Encoding Spreadsheets for Large Language Models
- Haoyu Dong ,
- Yuzhang Tian ,
- Jianbo Zhao ,
- Junyu Xiong ,
- Mengyu Zhou ,
- Yun Lin ,
- José Cambronero ,
- Yeye He ,
- Shi Han ,
- Dongmei Zhang
The 2024 Conference on Empirical Methods in Natural Language Processing (EMNLP '24) |
Spreadsheets are characterized by their extensive two-dimensional grids, flexible layouts, and varied formatting options, which pose significant challenges for large language models (LLMs). In response, we introduce SheetEncoder, pioneering an efficient encoding method designed to unleash and optimize LLMs’ powerful understanding and reasoning capability on spreadsheets. Initially, we propose a vanilla serialization approach that incorporates cell addresses, values, and formats. However, this approach was limited by LLMs’ token constraints, making it impractical for most applications. To tackle this challenge, three innovative modules are proposed to compress spreadsheets effectively: structural-anchor-based compression, inverse index translation, and data-format-aware aggregation.
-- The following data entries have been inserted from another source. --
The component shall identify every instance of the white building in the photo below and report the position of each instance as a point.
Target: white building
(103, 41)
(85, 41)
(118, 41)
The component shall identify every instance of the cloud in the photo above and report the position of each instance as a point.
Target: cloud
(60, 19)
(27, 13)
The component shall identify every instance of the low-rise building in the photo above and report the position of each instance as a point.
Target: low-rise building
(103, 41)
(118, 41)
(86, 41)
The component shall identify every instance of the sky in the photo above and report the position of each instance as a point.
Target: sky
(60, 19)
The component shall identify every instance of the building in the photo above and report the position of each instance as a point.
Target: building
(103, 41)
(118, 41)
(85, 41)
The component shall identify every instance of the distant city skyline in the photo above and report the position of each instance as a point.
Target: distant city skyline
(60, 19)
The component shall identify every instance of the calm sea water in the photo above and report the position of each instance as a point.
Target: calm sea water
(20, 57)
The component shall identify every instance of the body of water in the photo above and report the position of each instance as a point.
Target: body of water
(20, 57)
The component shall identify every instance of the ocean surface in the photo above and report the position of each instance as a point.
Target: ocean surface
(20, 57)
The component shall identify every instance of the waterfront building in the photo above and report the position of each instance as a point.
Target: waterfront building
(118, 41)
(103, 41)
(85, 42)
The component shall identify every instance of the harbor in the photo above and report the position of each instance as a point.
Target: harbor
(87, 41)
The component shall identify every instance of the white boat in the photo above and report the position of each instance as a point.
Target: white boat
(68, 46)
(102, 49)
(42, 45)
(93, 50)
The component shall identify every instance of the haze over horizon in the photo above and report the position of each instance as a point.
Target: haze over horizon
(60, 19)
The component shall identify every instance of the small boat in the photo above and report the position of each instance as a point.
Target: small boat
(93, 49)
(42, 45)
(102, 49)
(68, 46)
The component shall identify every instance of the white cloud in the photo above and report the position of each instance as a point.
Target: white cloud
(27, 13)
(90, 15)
It significantly improves performance in spreadsheet table detection task, outperforming the vanilla approach by 25.6\% in GPT4’s in-context learning setting. Moreover, fine-tuned LLM with SheetEncoder has an average compression ratio of 25×, but achieves a state-of-the-art 78.9\% F1 score, surpassing the best existing models by 12.3\%, demonstrating that SheetEncoder greatly boosts LLMs’s performance on spreadsheet data.